Quelle: Thomas Eisenkrätzer

Kiel. Aber ob sich Millionen Menschen auf den Weg machen, könne weder im Bundestag noch im Kieler Landtag entschieden werden, und daran ändere auch kein Asylpaket I, II oder III etwas. Angesichts einer Million Flüchtlinge, die im vergangenen Jahr nach Deutschland kamen, seien 1700 Familiennachzügler und 30000 Menschen aus vermeintlich sicheren Maghrebstaaten Tunesien, Marokko und Algerien doch sehr gering.

„Irgendetwas in der öffentlichen Debatte läuft falsch“, konstatierte der Regierungschef. Weder habe es in Deutschland 2015 große politische Verwerfungen gegeben, noch sei die Wirtschaft zusammengebrochen. Man solle lieber Menschen wie zum Beispiel aus der Kieler Bürgerinitiative „Willkommen in der Wik“ in den Mittelpunkt rücken, die sich für Flüchtlinge einsetzen. Man dürfe Probleme nicht kleinreden. „Aber lassen Sie uns endlich die richtige Geschichte erzählen.“

Mit den Stimmen der rot-grün-blauen Koalition sowie der Piraten verabschiedete der Landtag eine Resolution: Schleswig-Holstein bekennt sich zu einer „friedlichen, weltoffenen und vielfältigen Gesellschaft und verurteilt rechtspopulistische und rechtsextreme Haltungen“ – auch im Internet. Parteien wie der AfD stelle man sich entschlossen entgegen und suche in der Öffentlichkeit die politische Auseinandersetzung. Zugleich verurteilt das Parlament „jegliche Gewalt und den enormen Anstieg der Gewalttaten gegenüber Geflüchteten im Jahr 2015“.
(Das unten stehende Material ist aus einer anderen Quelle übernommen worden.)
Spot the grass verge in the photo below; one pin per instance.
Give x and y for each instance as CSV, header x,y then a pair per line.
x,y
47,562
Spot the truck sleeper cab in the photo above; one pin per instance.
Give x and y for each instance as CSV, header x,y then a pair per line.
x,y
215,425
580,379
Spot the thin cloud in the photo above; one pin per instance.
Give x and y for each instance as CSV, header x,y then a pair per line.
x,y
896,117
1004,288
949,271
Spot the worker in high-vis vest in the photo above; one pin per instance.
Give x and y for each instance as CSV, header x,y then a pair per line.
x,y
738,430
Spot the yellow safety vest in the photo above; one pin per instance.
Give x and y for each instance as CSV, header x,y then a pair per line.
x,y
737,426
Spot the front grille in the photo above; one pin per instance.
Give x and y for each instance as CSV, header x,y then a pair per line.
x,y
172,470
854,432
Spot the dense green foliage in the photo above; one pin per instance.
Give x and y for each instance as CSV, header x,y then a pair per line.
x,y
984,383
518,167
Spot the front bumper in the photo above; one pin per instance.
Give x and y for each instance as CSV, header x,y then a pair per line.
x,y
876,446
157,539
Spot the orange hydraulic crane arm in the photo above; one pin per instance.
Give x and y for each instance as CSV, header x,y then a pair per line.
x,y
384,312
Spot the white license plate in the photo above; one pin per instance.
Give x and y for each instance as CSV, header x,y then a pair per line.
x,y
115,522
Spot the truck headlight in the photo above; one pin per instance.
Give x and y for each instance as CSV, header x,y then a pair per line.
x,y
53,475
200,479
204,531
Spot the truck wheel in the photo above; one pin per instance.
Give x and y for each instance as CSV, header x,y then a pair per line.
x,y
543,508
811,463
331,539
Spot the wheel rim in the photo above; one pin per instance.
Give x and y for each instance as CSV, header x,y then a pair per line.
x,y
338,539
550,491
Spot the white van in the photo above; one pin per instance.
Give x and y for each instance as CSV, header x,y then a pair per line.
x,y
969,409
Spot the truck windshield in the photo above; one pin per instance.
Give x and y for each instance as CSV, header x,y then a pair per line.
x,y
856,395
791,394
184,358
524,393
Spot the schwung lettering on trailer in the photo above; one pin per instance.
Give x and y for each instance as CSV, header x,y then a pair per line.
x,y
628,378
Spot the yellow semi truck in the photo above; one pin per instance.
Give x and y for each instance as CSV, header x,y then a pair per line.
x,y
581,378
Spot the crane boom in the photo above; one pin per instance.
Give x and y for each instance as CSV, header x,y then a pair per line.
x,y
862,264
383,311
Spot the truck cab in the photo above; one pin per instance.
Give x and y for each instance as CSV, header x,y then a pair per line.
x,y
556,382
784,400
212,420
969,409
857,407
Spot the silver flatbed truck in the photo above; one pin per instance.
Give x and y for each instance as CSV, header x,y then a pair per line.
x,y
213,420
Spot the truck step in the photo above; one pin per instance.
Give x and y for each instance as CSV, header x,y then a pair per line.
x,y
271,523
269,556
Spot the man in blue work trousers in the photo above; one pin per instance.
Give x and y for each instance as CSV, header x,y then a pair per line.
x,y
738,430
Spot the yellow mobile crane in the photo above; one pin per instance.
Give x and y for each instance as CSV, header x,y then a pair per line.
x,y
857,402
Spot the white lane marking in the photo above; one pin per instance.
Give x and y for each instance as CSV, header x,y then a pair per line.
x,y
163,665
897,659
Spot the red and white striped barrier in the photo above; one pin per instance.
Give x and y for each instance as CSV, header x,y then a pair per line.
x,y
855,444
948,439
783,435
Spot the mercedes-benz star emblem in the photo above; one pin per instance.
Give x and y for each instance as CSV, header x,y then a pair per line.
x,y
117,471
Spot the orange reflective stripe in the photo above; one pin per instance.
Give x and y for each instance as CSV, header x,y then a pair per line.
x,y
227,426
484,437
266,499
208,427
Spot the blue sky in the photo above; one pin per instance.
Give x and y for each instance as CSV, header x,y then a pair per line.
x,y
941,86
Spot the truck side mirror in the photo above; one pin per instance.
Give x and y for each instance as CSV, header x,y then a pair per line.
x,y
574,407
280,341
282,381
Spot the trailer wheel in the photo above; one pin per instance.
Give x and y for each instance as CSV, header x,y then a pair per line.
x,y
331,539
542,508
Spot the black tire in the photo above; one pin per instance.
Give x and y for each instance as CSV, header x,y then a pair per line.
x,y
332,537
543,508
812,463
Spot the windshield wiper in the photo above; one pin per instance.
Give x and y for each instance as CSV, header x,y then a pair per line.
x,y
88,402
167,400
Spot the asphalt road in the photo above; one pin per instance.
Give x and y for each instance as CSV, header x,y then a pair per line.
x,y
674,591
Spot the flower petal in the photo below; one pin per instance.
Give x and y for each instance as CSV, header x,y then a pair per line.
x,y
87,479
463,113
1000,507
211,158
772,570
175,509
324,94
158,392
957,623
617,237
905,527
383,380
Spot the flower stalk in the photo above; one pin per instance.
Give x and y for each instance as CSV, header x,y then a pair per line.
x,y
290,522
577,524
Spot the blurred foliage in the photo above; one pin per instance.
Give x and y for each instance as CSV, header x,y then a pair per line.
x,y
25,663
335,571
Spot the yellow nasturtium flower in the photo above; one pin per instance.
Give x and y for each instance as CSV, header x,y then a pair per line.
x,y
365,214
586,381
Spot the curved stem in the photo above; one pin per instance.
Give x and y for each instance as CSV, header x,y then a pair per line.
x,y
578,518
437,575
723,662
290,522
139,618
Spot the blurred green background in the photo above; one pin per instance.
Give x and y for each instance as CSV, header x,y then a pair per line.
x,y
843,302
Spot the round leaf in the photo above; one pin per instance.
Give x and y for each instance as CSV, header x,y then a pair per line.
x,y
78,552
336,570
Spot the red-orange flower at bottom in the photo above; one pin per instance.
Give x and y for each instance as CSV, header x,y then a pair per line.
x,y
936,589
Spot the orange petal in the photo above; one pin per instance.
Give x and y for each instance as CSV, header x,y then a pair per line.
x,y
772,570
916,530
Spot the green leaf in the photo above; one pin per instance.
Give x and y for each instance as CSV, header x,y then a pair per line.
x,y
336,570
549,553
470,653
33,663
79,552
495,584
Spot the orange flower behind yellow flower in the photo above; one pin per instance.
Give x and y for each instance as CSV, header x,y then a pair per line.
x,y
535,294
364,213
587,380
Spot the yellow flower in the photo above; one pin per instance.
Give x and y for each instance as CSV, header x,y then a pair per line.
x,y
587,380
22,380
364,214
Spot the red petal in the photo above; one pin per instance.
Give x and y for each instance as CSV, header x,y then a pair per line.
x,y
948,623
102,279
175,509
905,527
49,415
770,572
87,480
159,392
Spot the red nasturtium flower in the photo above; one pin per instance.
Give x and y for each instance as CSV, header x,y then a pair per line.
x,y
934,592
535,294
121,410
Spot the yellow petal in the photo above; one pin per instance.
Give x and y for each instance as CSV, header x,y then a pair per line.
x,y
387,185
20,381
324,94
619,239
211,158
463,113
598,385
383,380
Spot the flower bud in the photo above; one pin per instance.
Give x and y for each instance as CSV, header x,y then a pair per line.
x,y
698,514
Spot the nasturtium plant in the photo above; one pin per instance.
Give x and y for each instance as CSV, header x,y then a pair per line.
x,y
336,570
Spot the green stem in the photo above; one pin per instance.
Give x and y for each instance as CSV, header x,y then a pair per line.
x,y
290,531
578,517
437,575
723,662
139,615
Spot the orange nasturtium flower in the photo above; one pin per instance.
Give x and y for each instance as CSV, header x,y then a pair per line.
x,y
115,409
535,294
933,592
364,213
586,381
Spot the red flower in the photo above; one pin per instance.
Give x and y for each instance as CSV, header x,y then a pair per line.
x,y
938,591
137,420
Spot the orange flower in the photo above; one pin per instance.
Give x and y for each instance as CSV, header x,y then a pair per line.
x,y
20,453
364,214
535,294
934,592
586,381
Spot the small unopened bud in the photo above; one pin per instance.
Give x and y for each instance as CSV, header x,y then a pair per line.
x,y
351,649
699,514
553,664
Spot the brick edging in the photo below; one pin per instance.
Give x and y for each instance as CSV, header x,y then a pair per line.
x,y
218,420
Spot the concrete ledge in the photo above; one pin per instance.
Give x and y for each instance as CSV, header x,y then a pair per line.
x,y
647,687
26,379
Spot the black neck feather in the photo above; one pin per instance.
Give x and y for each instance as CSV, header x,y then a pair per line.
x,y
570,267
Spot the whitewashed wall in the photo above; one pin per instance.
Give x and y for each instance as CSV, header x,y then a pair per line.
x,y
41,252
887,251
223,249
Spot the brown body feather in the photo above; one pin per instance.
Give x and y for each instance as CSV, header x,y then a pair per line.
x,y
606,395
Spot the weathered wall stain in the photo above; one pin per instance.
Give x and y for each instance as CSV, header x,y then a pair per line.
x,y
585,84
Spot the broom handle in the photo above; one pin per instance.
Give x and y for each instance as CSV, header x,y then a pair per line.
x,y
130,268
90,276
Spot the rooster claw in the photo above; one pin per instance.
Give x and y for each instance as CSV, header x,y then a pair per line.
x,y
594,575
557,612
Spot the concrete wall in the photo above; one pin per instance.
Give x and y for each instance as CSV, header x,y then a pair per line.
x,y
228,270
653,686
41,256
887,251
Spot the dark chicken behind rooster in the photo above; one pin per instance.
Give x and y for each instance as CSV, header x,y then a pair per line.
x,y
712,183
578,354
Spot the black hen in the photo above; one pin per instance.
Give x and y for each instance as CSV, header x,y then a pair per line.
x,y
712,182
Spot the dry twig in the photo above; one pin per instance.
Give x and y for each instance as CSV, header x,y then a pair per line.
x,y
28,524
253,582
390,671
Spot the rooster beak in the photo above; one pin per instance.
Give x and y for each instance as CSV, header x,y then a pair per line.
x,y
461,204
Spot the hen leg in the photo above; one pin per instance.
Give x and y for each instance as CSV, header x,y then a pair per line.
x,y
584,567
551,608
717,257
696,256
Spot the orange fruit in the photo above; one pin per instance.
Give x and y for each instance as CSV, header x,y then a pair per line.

Vertreter der Koalition bedauerten, dass sich CDU und FDP nicht anschließen wollten. „Wir wissen, dass Freiheit und Demokratie nicht von allein bleiben“, sagte SPD-Fraktionschef Ralf Stegner. „Selten war es so wichtig, dass wir wachsam sind und Haltung zeigen.“ Eka von Kalben (Grüne) sprach von der Notwendigkeit eines gemeinsames Zeichens, „dass es draußen eine Gefahr gibt. Wer will das bestreiten?!“ Darüber zu sprechen gehöre zu den Kernaufgaben des Landtags.

Daniel Günther (CDU) bezeichnete es als Selbstverständlichkeit, dass sich „jeder in diesem Parlament“ rechter Hetze entgegenstelle. „Aber müssen wir das einander wirklich versichern?“ Er vermisse er von der Koalition klare Signale gegen Linksextremisten und Salafisten. Wolfgang Kubicki (FDP) räumte ein, dass seine Formulierung vom Vortag, Albig sei eine Schande für Schleswig-Holstein, überzogen gewesen sei. Im Übrigen sei das Erstarken der AfD „das Symptom eines Problems, nicht das Problem selbst“.

Lars Harms (SSW) wurde immer stiller. Ohne dass die Rechtspopulisten im Norden bereits nennenswerte Strukturen hätten, „bringt uns das heute schon dazu, aufeinander einzudreschen, dass die Heide wackelt“. Einigkeit sei jedoch essenziell. Harms erinnerte an die frühere CDU-Abgeordnete Ursula Röper, die der DVU 1993 vorgehalten hatte, Gewalt beginne mit Worten. ,,Für das Klima in unserem Land trägt jeder seinen Teil der Verantwortung - zum Beispiel durch das, was er sagt.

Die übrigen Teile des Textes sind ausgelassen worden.